整合運動似乎也沒那么糟糕。
啟初,切爾諾伯格的市民對感染者的統治感到恐慌,在官方的描述中,解放陣線是一群無惡不作的家伙,他們幾乎是惡魔的化身,會帶著憎恨殺死他們每個人。
現在,忐忑不安的市民們發現頭上那股無形的壓力消失了,來自四面八方的感染者并沒有像他們想象的那樣成為吃人的惡魔。
恰巧相反,平常欺凌他們的工廠主,飛揚跋扈的地頭蛇不見了。而溫和的解放陣線軍官往往會身穿風衣,禮貌的來到城市的餐館用餐。
農奴們歡呼雀躍,礦奴們熱淚盈眶,前景是一片美滿。
然而留給感染者的前方,仍是一片空白,暴力革命獲得成功后,要如何構建自己的政權為人民創建一個光明的未來
解放黨內,安東尼波茨力排眾議,拒絕了希之翼幫助建立管理的好意,決定在城市內重建秩序,在清算所有既得利益者后,他所做的第一件事就是建立“切城感染者委員會”。
按照他的想法,主要由感染者組成的權利機構將取代過去的政府,社區將成為基本的行政單位,同時團結大量下層的工人和農奴,組成勞動公社,資源共享,統一分配。

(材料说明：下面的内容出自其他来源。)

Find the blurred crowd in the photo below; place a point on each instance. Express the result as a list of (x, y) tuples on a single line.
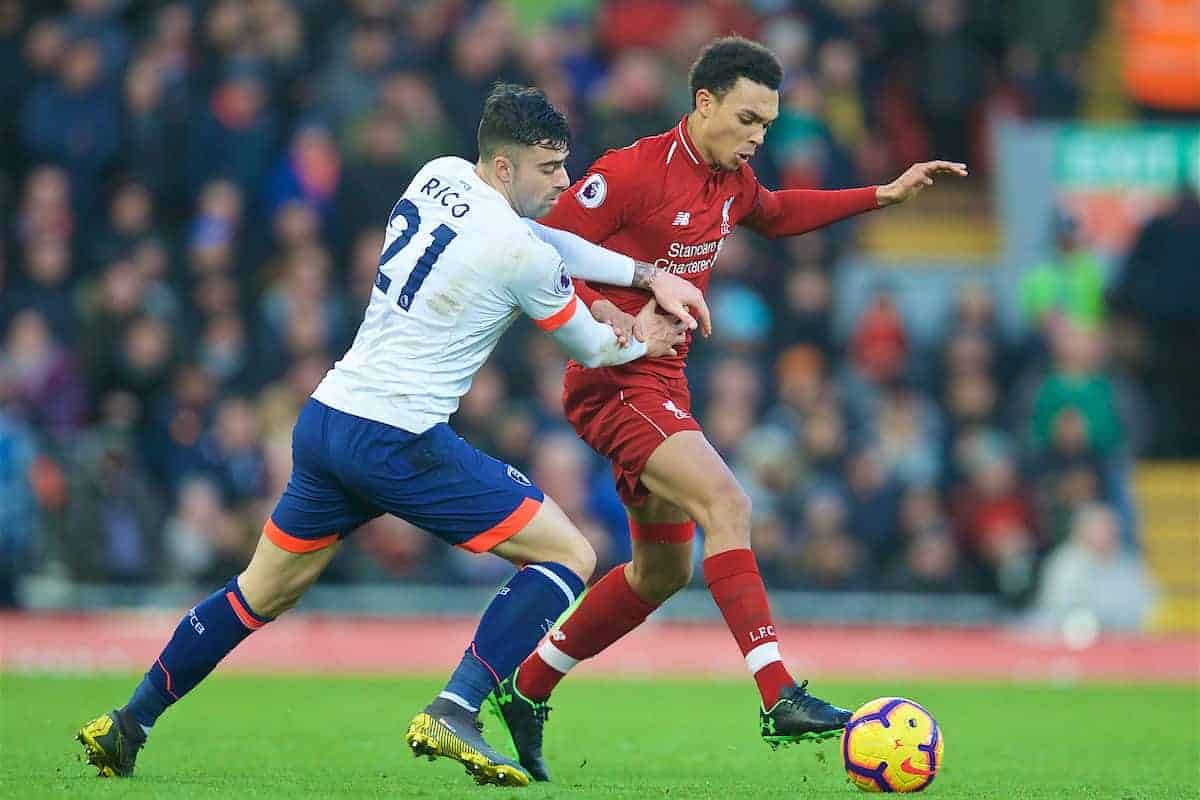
[(192, 197)]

這能將農民和工人的力量組織起來,相比于被束縛在農田上的農奴,他們的積極性會比過去要強上不少,也能起到宣傳的作用,鼓動更多悲慘的農奴起來反抗。
不過這一套方針沒能拉攏中層階級,諸如城市內的大量市民,他們仍然對解放陣線不太感冒,畢竟這些感染者做的事情都是在為感染者服務。
塔露拉為此與安東尼波茨大吵一架,比起在切爾諾伯格搞起感染者圣地,她更希望拉攏城市內的幾百萬市民,這絕對是一股有生力量,至少也要讓他們明白解放陣線給他們的東西要遠遠比暴君要多。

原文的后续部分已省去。